At a small, family-owned boatyard in 1970s Long Island, New York, a young Joe Bilello sat, listened, and learned. Joe, then a teenager, spent many afternoons at the yard helping his family run the business, and there he often found an elderly gentleman named Graham perched peacefully on the back of his docked boat, book or magazine in hand. Graham didn’t look the part, in his deck shoes and casual clothes, but he was a powerful Wall Street financier with his own seat on the New York Stock Exchange. When Graham learned that Joe was interested in stocks, bonds, and the like, the two became fast friends, and Graham reveled in the chance to share his lifetime of wisdom. Joe, for his part, reveled in the chance to absorb it.
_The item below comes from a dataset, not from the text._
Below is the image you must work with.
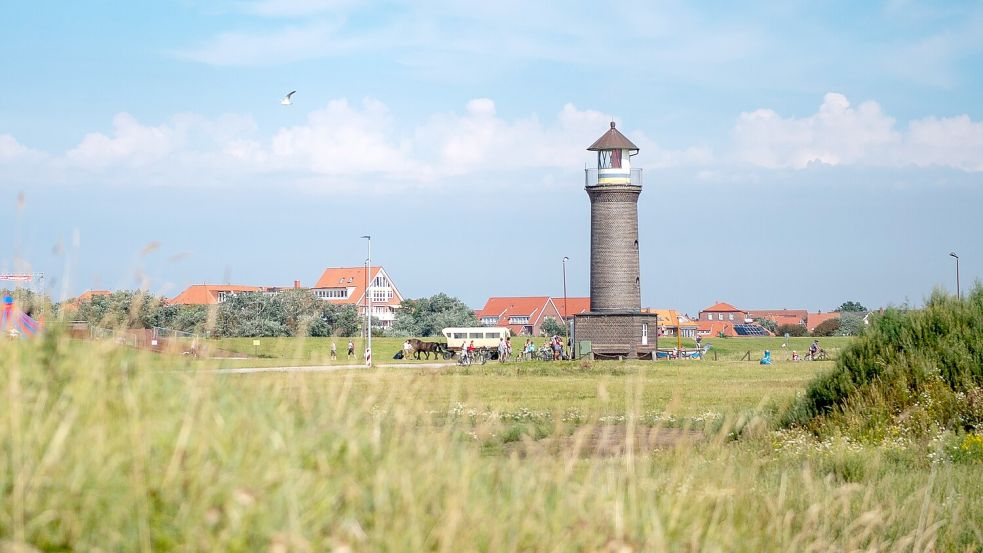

Graham had seen it all. He came of age in the Roaring 20s, lived through the Great Depression, survived war, and then felt the rev of America’s economic engine before watching its counterculture emerge. But Graham rarely talked about the many changes he’d witnessed. Instead, he spoke to Joe about the fundamental truths he’d seen endure through all the turmoil. Fundamentals of life, and fundamentals of finance.
And there – from the back of a boat that rarely left dock – Joe learned how to keep himself and his clients in calm financial waters even as storms swirled overhead.
Fast-forward to the turn of the next century. Investors and their advisors were riding high on the flimsy skin of a turgid tech bubble. But Joe, already 15 years into a successful career as the founder of Avanti Wealth Management, was on the hot seat. He was being called a dinosaur for clinging to the ideals of diversified portfolios and holistic financial planning when tech stocks were rewriting the rules of market performance. ”Asset Allocation is Dead” screamed the headlines in the trade journals. Joe’s clients were asking him point-blank why he wasn’t putting all their financial eggs into this magical new dot-com basket.
“I almost gave in,” says Joe, but he kept hearing Graham’s lessons ring in his ears.
A few months later, Joe looked like the smartest sailor at the dock.
Since 1986, Avanti Wealth Management has put these same fundamental, powerful investment and estate planning strategies to work for its clients. As a Registered Investment Advisor, Avanti Wealth Management operates with a fiduciary responsibility to put its clients’ well-being and goals above the interests of the firm itself, which is why Joe invests his time to get to know each client personally before he begins investing their dollars.
“Investing was a passion and a hobby for me, and I turned it into a career because I discovered I could use these skills to really help people,” says Joe. “My parents and I would come home from the boat dock to our immigrant Italian neighborhood on Long Island, and everyone around us was ‘family.’ Our friends, our neighbors, the people we did business with. We all took care of each other. We all helped each other, and that’s what I do now. I take care of my clients like they’re an extension of my family.”
Joe’s consultations usually begin with a few simple but stunningly powerful questions: What’s working? What’s not? What would you like to be different? Often, clients are well into their answers before the topic turns to dollars and cents, but those insights are the moorings to which Joe ties his financial plans.
“Wealth management is a process, not a product,” Joe says. “Sure, it’s investments, savings, Social Security, but it’s also about family, relationships, dreams, and realistic goals.”
Graham, as it turns out, was right all along. As different as the world can seem from one decade to the next, as varied as the portfolios of a billionaire and a working-class family can appear, there are immutable truths flowing through them all. Advisors need only know where and how to look. At Avanti Wealth Management, Joe and his team stand constant watch, always with their eyes on the promising horizon ahead.